Thermochemically stable ceramic composite membranes based on Bi2O3 for oxygen separation with high permeability

Abstract

Ceramic oxygen separation membranes can be utilized to reduce CO₂ emissions in fossil fuel power generation cycles based on oxy-fuel combustion. State-of-the-art oxygen permeable membranes based on Ba_0.5Sr_0.5Co_0.8Fe_0.2O_3−δ (BSCF) offer high oxygen permeability but suffer from long-term instability, especially in the presence of CO₂. In this work, we present a novel ceramic composite membrane consisting of 60 vol% (Bi_0.8Tm_0.2)₂O_3−δ (BTM) and 40 vol% (La_0.8Sr_0.2)_0.99MnO_3−δ (LSM), which shows not only comparable oxygen permeability to that of BSCF but also outstanding long-term stability.
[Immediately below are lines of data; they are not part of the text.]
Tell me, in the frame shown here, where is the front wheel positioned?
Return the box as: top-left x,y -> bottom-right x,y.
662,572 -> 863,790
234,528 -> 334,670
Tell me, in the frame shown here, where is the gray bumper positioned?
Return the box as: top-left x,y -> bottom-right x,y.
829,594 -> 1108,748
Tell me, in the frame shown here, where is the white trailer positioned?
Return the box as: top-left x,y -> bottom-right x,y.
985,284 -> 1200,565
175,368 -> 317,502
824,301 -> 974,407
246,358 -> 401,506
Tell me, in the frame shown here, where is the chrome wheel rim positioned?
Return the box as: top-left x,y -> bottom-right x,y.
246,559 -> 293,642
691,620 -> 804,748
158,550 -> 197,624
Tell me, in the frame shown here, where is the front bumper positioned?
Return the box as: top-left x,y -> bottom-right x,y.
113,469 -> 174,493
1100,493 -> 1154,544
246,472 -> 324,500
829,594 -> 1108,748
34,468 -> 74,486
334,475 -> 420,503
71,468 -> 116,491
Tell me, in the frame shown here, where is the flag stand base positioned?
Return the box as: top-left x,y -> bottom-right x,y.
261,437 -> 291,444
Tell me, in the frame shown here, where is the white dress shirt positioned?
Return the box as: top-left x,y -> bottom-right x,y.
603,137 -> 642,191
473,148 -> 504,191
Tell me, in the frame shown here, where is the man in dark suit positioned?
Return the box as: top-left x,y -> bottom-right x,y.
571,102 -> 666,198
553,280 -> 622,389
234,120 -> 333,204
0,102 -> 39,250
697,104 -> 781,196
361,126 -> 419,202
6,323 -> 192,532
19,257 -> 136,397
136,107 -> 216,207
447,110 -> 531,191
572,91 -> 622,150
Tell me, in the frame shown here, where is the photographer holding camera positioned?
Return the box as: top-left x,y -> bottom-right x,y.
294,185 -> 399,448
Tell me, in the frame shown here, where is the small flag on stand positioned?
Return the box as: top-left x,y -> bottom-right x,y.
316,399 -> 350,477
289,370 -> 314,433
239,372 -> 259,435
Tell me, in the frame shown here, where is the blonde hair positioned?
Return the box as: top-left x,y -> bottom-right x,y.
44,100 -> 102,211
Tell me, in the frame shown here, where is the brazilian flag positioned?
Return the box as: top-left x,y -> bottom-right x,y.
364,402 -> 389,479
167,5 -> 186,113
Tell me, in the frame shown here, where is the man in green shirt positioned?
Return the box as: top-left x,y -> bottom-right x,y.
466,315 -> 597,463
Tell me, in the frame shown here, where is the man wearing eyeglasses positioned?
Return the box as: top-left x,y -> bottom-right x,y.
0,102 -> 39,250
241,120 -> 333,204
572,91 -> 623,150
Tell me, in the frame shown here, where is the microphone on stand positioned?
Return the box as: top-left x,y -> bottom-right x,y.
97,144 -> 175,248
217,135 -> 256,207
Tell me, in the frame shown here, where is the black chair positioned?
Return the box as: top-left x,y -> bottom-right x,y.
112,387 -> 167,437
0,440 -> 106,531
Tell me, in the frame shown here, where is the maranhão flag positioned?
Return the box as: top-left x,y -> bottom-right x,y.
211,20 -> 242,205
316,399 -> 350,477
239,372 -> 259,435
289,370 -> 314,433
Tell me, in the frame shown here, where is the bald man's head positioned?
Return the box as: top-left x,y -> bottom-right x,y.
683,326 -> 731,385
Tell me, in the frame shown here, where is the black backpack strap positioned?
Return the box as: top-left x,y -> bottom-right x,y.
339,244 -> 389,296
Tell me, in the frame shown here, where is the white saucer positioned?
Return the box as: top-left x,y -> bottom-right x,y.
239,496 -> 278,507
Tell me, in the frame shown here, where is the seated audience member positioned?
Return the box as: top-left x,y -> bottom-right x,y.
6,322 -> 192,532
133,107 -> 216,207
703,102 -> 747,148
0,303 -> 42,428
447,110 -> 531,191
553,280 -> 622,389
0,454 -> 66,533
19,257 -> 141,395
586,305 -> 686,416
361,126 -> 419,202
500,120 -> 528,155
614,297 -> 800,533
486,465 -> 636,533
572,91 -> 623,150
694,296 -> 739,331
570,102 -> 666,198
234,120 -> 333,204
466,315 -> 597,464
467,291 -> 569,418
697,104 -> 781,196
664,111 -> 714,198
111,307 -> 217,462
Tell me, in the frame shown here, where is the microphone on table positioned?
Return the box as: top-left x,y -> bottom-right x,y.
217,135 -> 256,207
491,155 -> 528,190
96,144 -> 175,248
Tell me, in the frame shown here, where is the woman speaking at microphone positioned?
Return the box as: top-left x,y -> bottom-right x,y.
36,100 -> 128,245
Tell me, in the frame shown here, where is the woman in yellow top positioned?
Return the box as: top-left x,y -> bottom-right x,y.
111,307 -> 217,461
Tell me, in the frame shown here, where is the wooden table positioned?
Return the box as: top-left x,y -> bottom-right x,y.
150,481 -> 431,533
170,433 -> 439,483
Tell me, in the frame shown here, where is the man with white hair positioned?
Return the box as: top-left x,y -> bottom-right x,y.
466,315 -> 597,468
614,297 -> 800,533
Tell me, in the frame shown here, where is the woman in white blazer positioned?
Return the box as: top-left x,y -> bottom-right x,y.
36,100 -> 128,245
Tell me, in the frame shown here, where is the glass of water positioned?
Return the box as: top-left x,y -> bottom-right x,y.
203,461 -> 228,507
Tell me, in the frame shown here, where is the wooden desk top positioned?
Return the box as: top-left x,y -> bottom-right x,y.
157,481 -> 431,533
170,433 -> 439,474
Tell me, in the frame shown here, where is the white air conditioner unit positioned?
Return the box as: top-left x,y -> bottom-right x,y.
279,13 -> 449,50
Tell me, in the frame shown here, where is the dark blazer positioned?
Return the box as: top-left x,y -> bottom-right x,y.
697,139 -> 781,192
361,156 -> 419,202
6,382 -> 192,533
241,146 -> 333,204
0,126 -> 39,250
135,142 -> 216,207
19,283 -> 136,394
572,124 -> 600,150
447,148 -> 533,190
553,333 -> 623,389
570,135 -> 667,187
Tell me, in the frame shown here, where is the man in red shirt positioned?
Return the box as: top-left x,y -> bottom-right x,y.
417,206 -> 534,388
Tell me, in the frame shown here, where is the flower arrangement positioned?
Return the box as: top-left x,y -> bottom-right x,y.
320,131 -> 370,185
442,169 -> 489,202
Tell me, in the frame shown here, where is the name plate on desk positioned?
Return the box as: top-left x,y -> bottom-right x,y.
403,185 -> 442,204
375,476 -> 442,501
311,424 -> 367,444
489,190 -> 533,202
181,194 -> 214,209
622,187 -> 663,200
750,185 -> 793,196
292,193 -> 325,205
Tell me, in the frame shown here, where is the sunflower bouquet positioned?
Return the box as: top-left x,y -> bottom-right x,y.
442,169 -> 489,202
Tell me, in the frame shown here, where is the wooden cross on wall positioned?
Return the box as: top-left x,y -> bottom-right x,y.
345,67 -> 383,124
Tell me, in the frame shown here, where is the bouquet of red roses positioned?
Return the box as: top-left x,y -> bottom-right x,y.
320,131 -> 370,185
At 900 °C, oxygen fluxes of 1.01 mL min⁻¹ cm⁻² and 1.33 mL min⁻¹ cm⁻² were obtained for membranes with thicknesses of 1.35 mm and 0.75 mm, respectively. Moreover, significant oxygen fluxes were obtained at temperatures down to 600 °C. A stable operation of the membrane was demonstrated with insignificant changes in the oxygen flux at 750 °C for approx. one month and at 700 °C with 50% CO₂ as the sweep gas for more than two weeks.